Section 2.3 The shares issued to each Founder shall come from the same series and class of shares, such that there is no difference in the rights (including but not limited to voting and distribution rights) accorded to the shares issued to each Founder.
Section 2.4 Sale of the Company to an interested third party shall take place if the sale is authorized by the board of directors and a majority of the outstanding shares, and otherwise in conformity with all applicable state and federal laws.
Section 3.1 The Founders agree to keep the Business Concept and Technology confidential; disclosure of the Business Concept and Technology will occur only on an as-needed basis and only upon consent of all Founders. Notwithstanding such unanimous consensual disclosures, the Founders shall take all necessary steps to keep the Business Concept and Technology confidential until the formation of the Company, at which time the Founders shall further detail and define any confidentiality obligations.
4. CONTRACTUAL COMMUNICATION AND DISPUTE RESOLUTION
Section 4.1 Within [DEFINE LENGTH OF TIME, e.g., “one month,” “six months,” “one year”] of signature, if the Founders have not yet formed a Company, the Founders agree to discuss the benefits of continued collaboration related to the Business Concept and Technology and will discuss a mutually agreeable timetable for the formation of the Company.
Section 4.2 In the event that the Founders do not wish to continue their mutual collaboration, the Founders shall discuss a mutually agreeable separation and division of assets of their collaboration. The Founders shall further define any and all confidentiality obligations related to the Business Concept and Technology. Consistent with Cal. Bus. & Prof. Code § 16600, et seq., in no circumstance shall the underlying business concept be considered confidential upon termination of this Agreement.

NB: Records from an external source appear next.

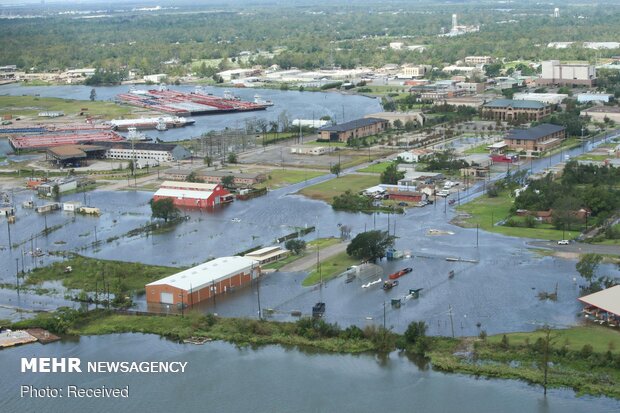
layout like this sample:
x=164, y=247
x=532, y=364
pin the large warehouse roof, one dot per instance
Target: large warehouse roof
x=183, y=193
x=354, y=124
x=534, y=133
x=608, y=300
x=188, y=185
x=203, y=275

Section 4.3 In the event that the Founders are not able to agree to a mutually agreeable separation, the Founders agree that they will submit to a binding confidential mediation to be held in San Francisco, California and conducted by a mutually agreed to mediator. The Founders agree and acknowledge that all provisions of this agreement, including confidentiality provisions, shall be binding up through the end of this mediation process. Costs of the mediation shall be borne equally by all Founders. The Founders hereby waive any all right to have this agreement adjudicated by a court or jury.
5. REPRESENTATIONS AND WARRANTIES
Section 5.1 Each Founder represents and warrants that he or she is not a party to any other agreement that would restrict such Founder’s ability to perform its obligations as set forth in this Founder Collaboration Agreement. Each Founder represents and warrants that no third party can claim any rights to any intellectual property or other proprietary right possessed by that Founder as it relates to the Business Concept and Technology.
6. CHOICE OF LAW
This Agreement shall be governed by and construed in all respects in accordance with California law.
IN WITNESS WHEREOF, the Founders have signed this Agreement on [DATE].
[FOUNDER A NAME]
[FOUNDER B NAME]
This form has been prepared for general informational purposes only. It does not constitute legal advice, advertising, a solicitation, or tax advice. Transmission of this form and the information contained herein is not intended to create, and receipt thereof does not constitute formation of, an attorney-client relationship. You should not rely upon this document or information for any purpose without seeking legal advice from an appropriately licensed attorney, including without limitation to review and provide advice on the terms of this form, the appropriate approvals required in connection with the transactions contemplated by this form, and any securities law and other legal issues contemplated by this form or the transactions contemplated by this form.